$$News and Reports$$
Mar. 07, 2017

A new study conducted by researchers from the Department of Communication Systems Engineering at BGU demonstrates that despite YouTube’s attempts to safeguard the anonymity of its users, hackers and intelligence agencies can still discover which videos you watched.  

While many believe encryption makes their internet activities invisible, a lot can be discovered without ever having to break the encryption itself such as your operating system, internet browser, application protocol and user habits. While their study is true for many video platforms, the researchers turned to the YouTube platform as the largest social video platform in the world. They quickly determined that the title of the video the user had just watched was easily discoverable despite the encryption. 

The research was carried out by Ran Dubin, an expert in communication systems and cyber security who consults to the Israeli district court on class action suits in these fields. Dubin is also a doctoral student in the Department of Communication Systems Engineering whose research focuses on the optimization of adaptive video channels. His research advisor is Prof. Ofer Hadar, chairman of the Department, in conjunction with Ariel University’s Dr. Amit Dvir and Dr. Ofir Pele.  

“We built a simple but strong machine learning algorithm that can determine which specific video you watched from a predetermined set of videos with a high degree of accuracy. The algorithm was based on an in-depth study of how video services work, how the video content is encoded and how the video player requests information in order to play it,” explains Dubin. 

Dubin did not want to identify a specific video from the infinite videos on YouTube. Instead, they wanted to see if they could identify if someone had watched a specific video from a set of suspicious videos, for example, terror-related. They succeeded in determining which video had been viewed. 

While such a tool could be useful in the hands of counter-terror specialists, the researchers also warn that regular users’ privacy is not as secure as perhaps they had thought, despite the encryption. Moreover, according to Dubin, it is unlikely that Google, YouTube’s parent company, will patch the gaps as to do so would require a traffic obfuscation mechanism for every user’s every video request, which would be prohibitively expensive.

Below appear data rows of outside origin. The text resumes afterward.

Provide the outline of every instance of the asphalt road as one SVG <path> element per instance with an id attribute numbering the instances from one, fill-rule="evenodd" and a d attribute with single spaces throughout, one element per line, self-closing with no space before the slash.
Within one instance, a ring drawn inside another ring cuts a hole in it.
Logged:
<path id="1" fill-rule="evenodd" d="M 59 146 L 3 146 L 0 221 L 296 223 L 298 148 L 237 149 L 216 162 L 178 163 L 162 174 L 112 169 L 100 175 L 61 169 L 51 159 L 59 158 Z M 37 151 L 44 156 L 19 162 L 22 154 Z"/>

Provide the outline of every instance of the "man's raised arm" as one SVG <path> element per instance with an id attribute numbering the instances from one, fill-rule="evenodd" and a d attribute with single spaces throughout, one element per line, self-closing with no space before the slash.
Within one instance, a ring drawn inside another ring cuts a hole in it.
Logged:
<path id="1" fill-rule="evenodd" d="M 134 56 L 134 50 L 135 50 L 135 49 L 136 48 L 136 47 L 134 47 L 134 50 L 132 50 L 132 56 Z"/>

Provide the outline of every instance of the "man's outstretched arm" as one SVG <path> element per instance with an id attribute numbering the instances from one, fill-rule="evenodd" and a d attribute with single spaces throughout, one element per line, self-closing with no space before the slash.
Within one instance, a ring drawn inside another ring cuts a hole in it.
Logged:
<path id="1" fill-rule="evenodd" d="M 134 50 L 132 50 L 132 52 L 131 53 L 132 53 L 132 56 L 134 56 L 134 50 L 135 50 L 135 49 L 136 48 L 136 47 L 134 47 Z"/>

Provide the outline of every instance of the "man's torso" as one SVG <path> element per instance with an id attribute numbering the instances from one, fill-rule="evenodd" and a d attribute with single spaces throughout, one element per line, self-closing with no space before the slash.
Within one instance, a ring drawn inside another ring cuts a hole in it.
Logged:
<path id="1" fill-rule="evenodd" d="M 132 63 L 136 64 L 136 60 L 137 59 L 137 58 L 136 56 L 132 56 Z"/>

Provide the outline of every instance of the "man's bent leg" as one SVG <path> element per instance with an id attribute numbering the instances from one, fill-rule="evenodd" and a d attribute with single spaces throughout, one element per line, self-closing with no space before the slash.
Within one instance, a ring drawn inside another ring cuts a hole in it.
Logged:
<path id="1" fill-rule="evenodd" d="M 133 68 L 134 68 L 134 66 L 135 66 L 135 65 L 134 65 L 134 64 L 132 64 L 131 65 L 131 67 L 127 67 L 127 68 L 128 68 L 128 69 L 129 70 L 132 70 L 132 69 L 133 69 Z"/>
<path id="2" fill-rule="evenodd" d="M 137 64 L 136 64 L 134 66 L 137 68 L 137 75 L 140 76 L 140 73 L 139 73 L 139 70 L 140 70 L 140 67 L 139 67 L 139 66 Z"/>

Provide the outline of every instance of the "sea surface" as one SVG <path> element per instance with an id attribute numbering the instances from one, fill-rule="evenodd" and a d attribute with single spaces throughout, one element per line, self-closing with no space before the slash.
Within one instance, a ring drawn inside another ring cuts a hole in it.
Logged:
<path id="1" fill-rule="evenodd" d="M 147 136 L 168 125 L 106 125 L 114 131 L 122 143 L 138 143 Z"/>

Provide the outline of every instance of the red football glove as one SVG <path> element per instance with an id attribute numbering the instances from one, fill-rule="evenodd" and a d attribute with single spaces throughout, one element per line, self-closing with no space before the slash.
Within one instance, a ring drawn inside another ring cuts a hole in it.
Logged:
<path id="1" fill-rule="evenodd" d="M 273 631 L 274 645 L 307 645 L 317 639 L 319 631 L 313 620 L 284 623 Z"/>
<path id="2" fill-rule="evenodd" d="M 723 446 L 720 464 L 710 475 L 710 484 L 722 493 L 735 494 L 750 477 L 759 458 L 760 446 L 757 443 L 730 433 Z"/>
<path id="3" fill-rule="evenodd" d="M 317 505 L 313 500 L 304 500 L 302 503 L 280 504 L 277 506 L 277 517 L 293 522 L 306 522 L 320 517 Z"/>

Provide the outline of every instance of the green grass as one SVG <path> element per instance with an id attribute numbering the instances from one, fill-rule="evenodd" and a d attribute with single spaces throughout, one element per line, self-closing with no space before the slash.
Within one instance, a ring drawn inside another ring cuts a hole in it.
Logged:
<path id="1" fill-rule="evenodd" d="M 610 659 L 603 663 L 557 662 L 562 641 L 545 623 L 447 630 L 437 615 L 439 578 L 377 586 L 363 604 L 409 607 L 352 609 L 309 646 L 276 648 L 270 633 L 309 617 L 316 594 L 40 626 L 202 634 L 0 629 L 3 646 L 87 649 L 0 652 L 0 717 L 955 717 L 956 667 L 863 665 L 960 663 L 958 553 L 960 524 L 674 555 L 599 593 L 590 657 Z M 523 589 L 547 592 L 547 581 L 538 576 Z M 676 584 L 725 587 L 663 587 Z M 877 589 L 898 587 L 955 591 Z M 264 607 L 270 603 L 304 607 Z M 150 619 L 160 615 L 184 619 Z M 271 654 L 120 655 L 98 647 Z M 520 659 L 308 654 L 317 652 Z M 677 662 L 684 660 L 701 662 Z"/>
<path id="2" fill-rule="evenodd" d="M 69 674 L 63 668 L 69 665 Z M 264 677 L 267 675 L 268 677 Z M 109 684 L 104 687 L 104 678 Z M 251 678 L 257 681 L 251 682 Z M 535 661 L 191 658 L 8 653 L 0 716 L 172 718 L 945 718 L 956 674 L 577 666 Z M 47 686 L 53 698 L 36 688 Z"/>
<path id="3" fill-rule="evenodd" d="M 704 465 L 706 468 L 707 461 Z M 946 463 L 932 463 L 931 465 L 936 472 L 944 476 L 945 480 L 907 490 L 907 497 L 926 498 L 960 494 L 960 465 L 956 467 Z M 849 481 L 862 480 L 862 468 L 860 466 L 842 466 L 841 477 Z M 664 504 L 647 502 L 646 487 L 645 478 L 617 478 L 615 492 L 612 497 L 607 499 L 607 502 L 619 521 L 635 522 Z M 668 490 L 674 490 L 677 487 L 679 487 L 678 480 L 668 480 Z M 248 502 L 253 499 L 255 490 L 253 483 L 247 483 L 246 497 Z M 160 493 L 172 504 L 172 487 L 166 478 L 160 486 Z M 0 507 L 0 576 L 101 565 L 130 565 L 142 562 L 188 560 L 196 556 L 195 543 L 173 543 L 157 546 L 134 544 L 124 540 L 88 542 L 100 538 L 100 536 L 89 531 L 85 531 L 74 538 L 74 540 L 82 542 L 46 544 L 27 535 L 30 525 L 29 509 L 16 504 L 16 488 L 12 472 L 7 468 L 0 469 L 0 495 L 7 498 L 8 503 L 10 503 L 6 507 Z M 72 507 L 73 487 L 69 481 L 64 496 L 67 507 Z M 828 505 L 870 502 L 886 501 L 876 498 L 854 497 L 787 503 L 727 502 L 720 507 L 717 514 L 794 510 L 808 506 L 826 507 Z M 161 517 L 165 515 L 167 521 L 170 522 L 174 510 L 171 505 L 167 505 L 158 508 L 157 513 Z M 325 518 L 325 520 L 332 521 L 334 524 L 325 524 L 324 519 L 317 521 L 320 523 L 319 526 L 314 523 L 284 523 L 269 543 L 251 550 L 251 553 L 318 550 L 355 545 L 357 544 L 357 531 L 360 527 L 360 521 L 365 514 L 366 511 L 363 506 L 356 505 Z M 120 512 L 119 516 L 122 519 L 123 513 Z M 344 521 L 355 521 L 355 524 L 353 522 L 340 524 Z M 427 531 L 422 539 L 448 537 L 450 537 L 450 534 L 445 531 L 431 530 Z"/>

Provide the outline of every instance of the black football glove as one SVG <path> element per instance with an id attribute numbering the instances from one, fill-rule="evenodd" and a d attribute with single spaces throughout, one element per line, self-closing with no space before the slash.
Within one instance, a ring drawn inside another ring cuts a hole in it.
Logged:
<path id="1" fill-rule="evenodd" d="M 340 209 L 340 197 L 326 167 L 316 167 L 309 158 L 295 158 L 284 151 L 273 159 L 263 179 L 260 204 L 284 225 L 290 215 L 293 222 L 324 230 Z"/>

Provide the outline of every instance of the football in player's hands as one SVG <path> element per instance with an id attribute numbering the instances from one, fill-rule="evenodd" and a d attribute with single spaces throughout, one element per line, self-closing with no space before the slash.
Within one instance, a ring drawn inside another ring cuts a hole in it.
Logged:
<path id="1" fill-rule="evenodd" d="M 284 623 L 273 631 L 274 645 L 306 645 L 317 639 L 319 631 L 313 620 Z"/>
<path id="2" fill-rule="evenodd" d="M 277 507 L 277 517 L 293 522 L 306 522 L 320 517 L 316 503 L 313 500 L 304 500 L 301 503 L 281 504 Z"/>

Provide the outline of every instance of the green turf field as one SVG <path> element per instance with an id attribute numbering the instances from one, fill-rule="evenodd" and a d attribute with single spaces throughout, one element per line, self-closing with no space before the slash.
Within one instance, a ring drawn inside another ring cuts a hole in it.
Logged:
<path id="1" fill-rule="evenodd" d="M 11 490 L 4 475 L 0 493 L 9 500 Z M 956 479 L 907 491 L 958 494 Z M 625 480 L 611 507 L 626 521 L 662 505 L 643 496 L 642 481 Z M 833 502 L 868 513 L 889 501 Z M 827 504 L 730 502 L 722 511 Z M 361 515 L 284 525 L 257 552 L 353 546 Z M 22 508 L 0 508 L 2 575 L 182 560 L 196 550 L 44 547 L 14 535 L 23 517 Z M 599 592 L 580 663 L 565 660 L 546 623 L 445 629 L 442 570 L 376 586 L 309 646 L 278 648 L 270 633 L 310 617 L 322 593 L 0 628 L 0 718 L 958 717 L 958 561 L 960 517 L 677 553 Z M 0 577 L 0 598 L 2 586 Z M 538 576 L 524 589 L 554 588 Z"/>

Therefore, users must use this platform and other internet video platforms circumspectly, Dubin warns. 

Another potential civilian application of this gap is to track ads and count how many ads users are exposed to on a given platform, information which is valuable to internet marketing companies. 

One positive aspect, which is still being researched, is the possibility to assess video quality without breaking the encryption. “Internet service providers want to ensure they are providing high quality streaming, however, encryption has made determining such information much more challenging,” says Dubin.